Horst Eidenmüller

Professor of Commercial Law at the University of Oxford, Professorial Fellow of St Hugh’s College, and ECGI Research Associate

Comparative Corporate Insolvency Law


This chapter deals with fundamental issues of corporate insolvency law. Particular attention is paid to the agency problems related to “bankruptcy governance” and how these are addressed in various jurisdictions. Methodologically, the chapter is based on a functional approach that compares different legal regimes against the yardstick of economic efficiency. The structure of the chapter follows the issues as they arise in time in a corporate insolvency proceeding: objectives of insolvency laws, opening and governance of proceedings, ranking of claims and the position of secured creditors and shareholders, and rescue proceedings. The chapter also covers the contractual resolution of financial distress. It concludes with thoughts on the reasons for the identified jurisdictional divergences and an outlook on the worldwide efforts towards harmonization of (corporate) insolvency laws.
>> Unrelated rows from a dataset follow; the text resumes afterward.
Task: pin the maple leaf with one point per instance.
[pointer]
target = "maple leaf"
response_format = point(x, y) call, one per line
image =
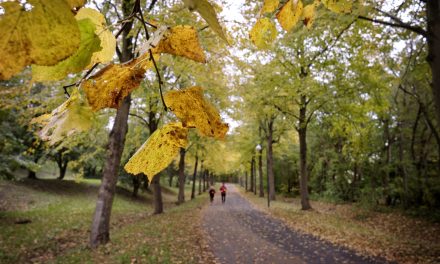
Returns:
point(71, 117)
point(190, 106)
point(182, 41)
point(113, 83)
point(263, 33)
point(43, 32)
point(75, 4)
point(158, 151)
point(77, 62)
point(97, 45)
point(339, 6)
point(206, 10)
point(290, 14)
point(309, 15)
point(108, 41)
point(269, 6)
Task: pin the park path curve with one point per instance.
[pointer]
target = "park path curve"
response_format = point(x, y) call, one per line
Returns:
point(236, 232)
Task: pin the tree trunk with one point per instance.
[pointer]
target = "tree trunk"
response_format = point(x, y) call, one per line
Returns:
point(251, 187)
point(100, 230)
point(181, 195)
point(255, 177)
point(157, 194)
point(302, 133)
point(260, 170)
point(385, 179)
point(32, 175)
point(62, 162)
point(433, 38)
point(100, 233)
point(193, 191)
point(170, 179)
point(200, 178)
point(270, 174)
point(245, 180)
point(136, 185)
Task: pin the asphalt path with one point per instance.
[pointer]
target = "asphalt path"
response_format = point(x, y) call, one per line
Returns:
point(238, 233)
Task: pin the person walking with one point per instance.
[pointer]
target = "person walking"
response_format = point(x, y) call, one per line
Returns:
point(223, 192)
point(211, 193)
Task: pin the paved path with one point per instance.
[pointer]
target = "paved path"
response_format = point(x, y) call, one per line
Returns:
point(238, 233)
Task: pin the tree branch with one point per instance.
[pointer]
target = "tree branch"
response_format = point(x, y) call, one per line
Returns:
point(140, 117)
point(403, 25)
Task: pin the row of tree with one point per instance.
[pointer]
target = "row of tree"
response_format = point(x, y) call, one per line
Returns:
point(344, 111)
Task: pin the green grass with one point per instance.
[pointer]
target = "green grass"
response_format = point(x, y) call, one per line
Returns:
point(61, 212)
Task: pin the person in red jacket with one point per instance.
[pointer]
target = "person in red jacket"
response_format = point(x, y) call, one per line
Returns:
point(223, 192)
point(211, 193)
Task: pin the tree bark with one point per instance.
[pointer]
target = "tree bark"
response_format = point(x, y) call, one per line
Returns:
point(62, 162)
point(157, 194)
point(270, 174)
point(100, 230)
point(136, 185)
point(245, 180)
point(193, 191)
point(302, 133)
point(260, 170)
point(200, 178)
point(433, 38)
point(251, 187)
point(181, 195)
In terms of jurisdictions, the chapter mainly draws on the corporate insolvency laws in the US, England, France and Germany.


Corporate law and governance on the one hand and insolvency/bankruptcy law on the other have long been viewed as distinct disciplines: whereas the former deal with legal issues associated with the organization and operation of a solvent corporation, the latter is meant to address a new set of legal problems arising once a corporation finds itself in severe financial distress. Agency conflicts between shareholders and management and between majority and minority shareholders figure prominently in corporate law and governance. Agency conflicts between the corporation and its creditors and within the creditor community are at the centre of insolvency law. The divide between these two spheres of law and academic discipline becomes less clear, however, once one conceives of insolvency law as “corporate governance under financial distress”. Indeed, “insolvency governance” can be characterized as a special form (or case) of “corporate governance”. The conceptual/analytical apparatus to understand the regulatory problems and develop potential policy responses is the same; it is only the framework conditions which change, and possibly only to a small degree: laws on the (financial) restructuring of businesses pre-insolvency are gaining increasing importance, in the European Union and elsewhere.